Re: [dhcwg] What sorts of services does DHCP configure?

[Ted Lemon <mellon@fugue.com>]

On Oct 14, 2013, at 10:33 PM, Sheng Jiang <jiangsheng@huawei.com> wrote:
> I guess I should not use IMAP configuration as the example for the definition of network-specific here. It mis-leaded you. I am not ready to discuss in deep regarding to IMAP configuration, yet. :P The clarification of myself should be: IMAP configuration may be configured through DHCP stateless model. It does not match my understanding of node-specific.

I chose IMAP deliberately, because it _is_ something that is a local network service, and that made some sense to configure using DHCP back in the olden days when we rode around in horse-drawn buggies and used computers that didn't fit in our pockets (and hence might roam to different networks).

> Regarding to your question of how node be able to distinguish a harmful configuration, unless there is another alternative mechanism can provide such function, it should not in the center of our concern.

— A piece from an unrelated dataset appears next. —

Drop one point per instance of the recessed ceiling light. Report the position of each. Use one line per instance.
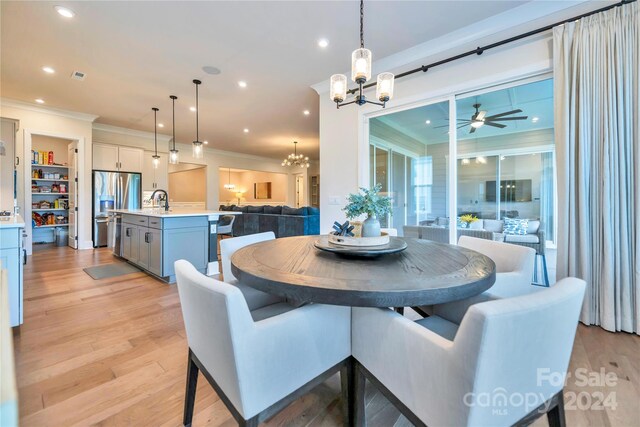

To be clear, the question I am asking ought to be answered as if such a mechanism did exist.   People have talked about creating such a mechanism, and I think it's a good idea.   If there were a mechanism for delivering configuration information that ought not to vary as a device moves from network to network, what services would you still want to configure using DHCP?   What services would it no longer make sense to configure using DHCP.

It's important to note that _nobody_ uses DHCP to configure IMAP or POP or SMTP.   You can't buy a device that gets these configurations from DHCP automatically, even though DHCP provides the ability to configure these services.

Why not?   Because it doesn't work.   IMAP and POP are specific to the user.   You set up IMAP and POP manually.   Microsoft actually has a proprietary protocol for configuring Exchange based on your email address.

There are some services where it _sometimes_ works for DHCP to be what configures it.   There are some services where it _obviously_ works for DHCP to configure it.   There are some services where it _never_ makes sense for DHCP to configure it.   This is what I'm getting at.   I'd like to try to get some clarity on how we can predict which services, even if we added a DHCP option to support them, would never be configured by DHCP, which would be configured by DHCP only in restricted cases, and which would almost always be configured by DHCP.

I would also like us to discuss the security implications of configuring these services via DHCP.   E.g., if you configure SMTP via DHCP and start sending mail out the SMTP server you got from DHCP, isn't spam filtering going to cause your mail to bounce?   If you configure SIP using DHCP, aren't you going to wind up exposing yourself to eavesdropping when you use a SIP server without any secure mechanism for determining who operates it?